Police report sheds light on response to Teddy Balkind tragedy

GREENWICH — The police report on the accidental death of hockey player Teddy Balkind during a game at Brunswick School in January has been released, showing the efforts made to try to save the life of the wounded teenager.

Balkind, 16, a sophomore at St. Luke’s School, died after his neck was cut by another player’s skate on the Brunswick ice Jan. 6, according to the medical examiner’s report. The police report concluded the incident, which brought an outpouring of support for the Balkind family and those close to him from across the world, was an accident and closed the case.

The tragedy also drew nationwide attention to the issue of safety for players engaged in contact sports, the type of safety equipment used at hockey games and what kind of emergency medical personnel are on call at sporting events.

According to the police report, Brunswick did have an athletic trainer present at the game, as they do for all contact sports, but there was no ambulance on standby. The Brunswick trainer told police the school does not typically have an ambulance or doctor on the scene for hockey games but typically does for football games.

It is still unclear, however, if Balkind was wearing a neck guard, a piece of protective equipment that is not required by the league which governs prep schools including St. Luke’s and Brunswick although the Connecticut Interscholastic Athletic Conference, the state’s governing body for high school sports, does.

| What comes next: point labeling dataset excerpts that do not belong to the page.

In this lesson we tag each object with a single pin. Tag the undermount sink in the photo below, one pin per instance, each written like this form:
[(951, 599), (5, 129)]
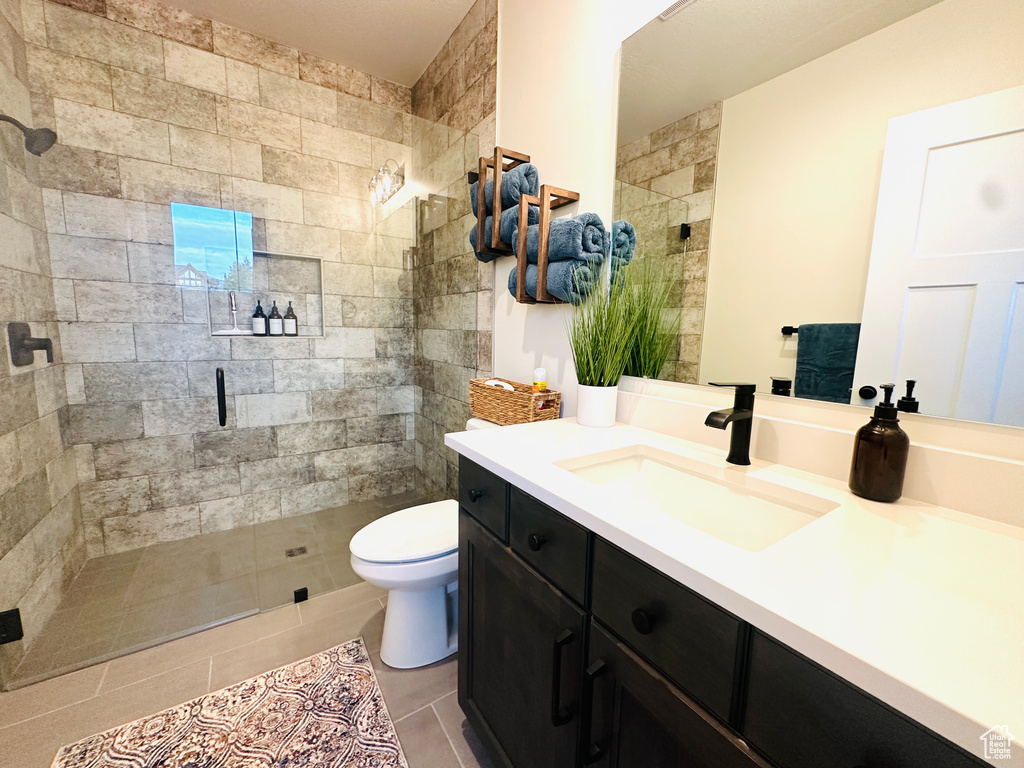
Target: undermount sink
[(744, 511)]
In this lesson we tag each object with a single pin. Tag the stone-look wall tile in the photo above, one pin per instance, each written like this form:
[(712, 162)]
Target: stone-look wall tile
[(235, 446), (243, 81), (151, 263), (270, 410), (310, 437), (123, 302), (299, 376), (331, 142), (165, 101), (235, 43), (241, 377), (332, 75), (390, 94), (367, 117), (132, 531), (255, 123), (156, 182), (105, 423), (201, 151), (314, 496), (286, 472), (93, 128), (127, 382), (168, 342), (183, 416), (305, 99), (76, 169), (178, 488), (88, 258), (102, 40), (345, 403), (144, 457), (97, 342), (72, 78), (164, 20)]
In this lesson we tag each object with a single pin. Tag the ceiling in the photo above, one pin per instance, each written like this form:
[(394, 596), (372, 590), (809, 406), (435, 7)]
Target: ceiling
[(392, 39), (714, 49)]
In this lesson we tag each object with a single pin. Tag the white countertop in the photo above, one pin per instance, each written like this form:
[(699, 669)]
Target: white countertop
[(921, 606)]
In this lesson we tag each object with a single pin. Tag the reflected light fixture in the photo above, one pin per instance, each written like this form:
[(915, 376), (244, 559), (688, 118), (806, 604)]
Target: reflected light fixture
[(388, 180)]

In the wake of Balkind’s death, a friend of his started a Change.org petitionwhich currently has more than 130,000 signatures, to make neck guards mandatory in USA Hockey. A state lawmaker also introduced legislation to require neck guards for all young hockey players in Connecticut and the state General Assembly considered creating a task force to study the issue of safety in youth athletics, with particular focus on the use of neck guards in ice hockey. Neither legislative effort was successful.

The police report, obtained under the Freedom of Information Act by Hearst Connecticut Media, states that spectators at the rink watching the hockey game between St. Luke’s and Brunswick knew something horrible had happened almost immediately after a Brunswick player made contact with Balkind, accidentally hitting his neck with his blade.

Within seconds, according to the report, a St. Luke’s coach hustled to the injured player, and the Brunswick athletic trainer who also works in the capacity of a school nurse went to assist. A volunteer firefighter with emergency medical training also helped apply pressure to the wound, the report stated.

The athletic trainer “grabbed his medical kit and rushed to the ice moving as quickly as he could to the injured player,” the report stated.